ESQUINAS O YONLU, POR EXEMPLO, TINHA MUITO EM COMUM COM VOCÊ, PRINCIPALMENTE PELA RELAÇÃO COM A MÚSICA. VOCÊ ACREDITA QUE ESCOLHEU O PAPEL OU FOI ESCOLHIDO PARA INTERPRETAR O PAPEL?
Nossa, acho que foi junção. Porque antes de fazer o filme, eu já conhecia a história e o trabalho musical dele e tinha gostado bastante e, na época em que ouvi, eu já estava produzindo minhas músicas e tudo mais. Mas, sabe quando você encontra e fala, cara, eu sei do que você está falando.
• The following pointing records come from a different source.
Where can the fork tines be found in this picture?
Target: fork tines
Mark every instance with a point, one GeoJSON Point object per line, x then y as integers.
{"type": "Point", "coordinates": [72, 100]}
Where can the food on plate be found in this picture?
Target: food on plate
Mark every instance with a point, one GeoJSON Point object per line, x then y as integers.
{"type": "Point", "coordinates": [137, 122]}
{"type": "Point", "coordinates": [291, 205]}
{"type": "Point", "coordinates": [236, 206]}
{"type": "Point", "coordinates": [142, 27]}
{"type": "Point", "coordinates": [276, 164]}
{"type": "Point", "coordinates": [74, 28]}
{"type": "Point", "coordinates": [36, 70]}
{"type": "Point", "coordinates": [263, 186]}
Teve uma identificação imediata e quando teve o filme eu e o diretor começamos a conversar, a gente estava em contato há um ano e pouco antes das filmagens e eu não sabia se eu iria fazer ele, não tinha essa pretensão, até porque somos diferentes fisicamente, e eu imaginei que ele queria um ator muito semelhante. Aí ele falou que esse não era o principal, eram outras coisas, como a sensibilidade, a música, aí eu vi que realmente tínhamos bastante coisas em comum.
ESQUINAS ALÉM DE SE IDENTIFICAR COM O YONLU, É UM PAPEL EXTREMAMENTE DELICADO, VOCÊ ACHA QUE SEUS PREPAROS TÉCNICO E PSICOLÓGICO FORAM DIFERENTES EM RELAÇÃO A OUTROS PERSONAGENS?
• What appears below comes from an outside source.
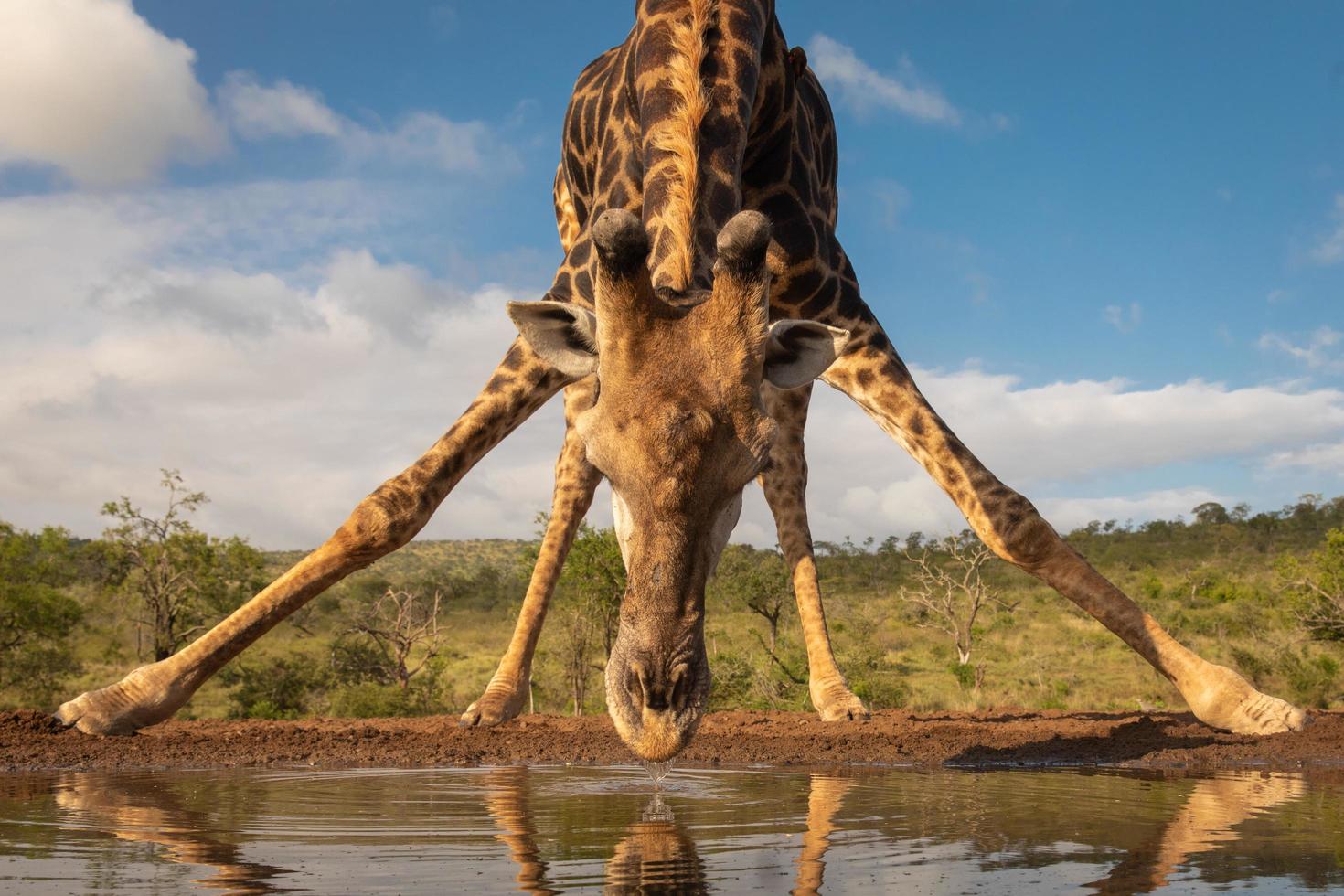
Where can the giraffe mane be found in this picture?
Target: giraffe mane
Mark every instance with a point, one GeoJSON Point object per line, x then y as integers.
{"type": "Point", "coordinates": [677, 134]}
Foi um pouco, foi com um grau de atenção maior. Quando eu estava indo para Porto Alegre rodar o filme, eu lembro que tinha essa preocupação, da equipe, da família, mas uma preocupação no bom sentido. “Olha, você está prestes a ir para lá para filmar um personagem que talvez seja o mais delicado de todos e que mexe com muitas questões”, diziam, e é uma história muito triste, muito triste. Não é um filme que tem momentos divertidos nem nada, não tem nenhum momento que é mais leve. Então, eu já fui preparado mentalmente.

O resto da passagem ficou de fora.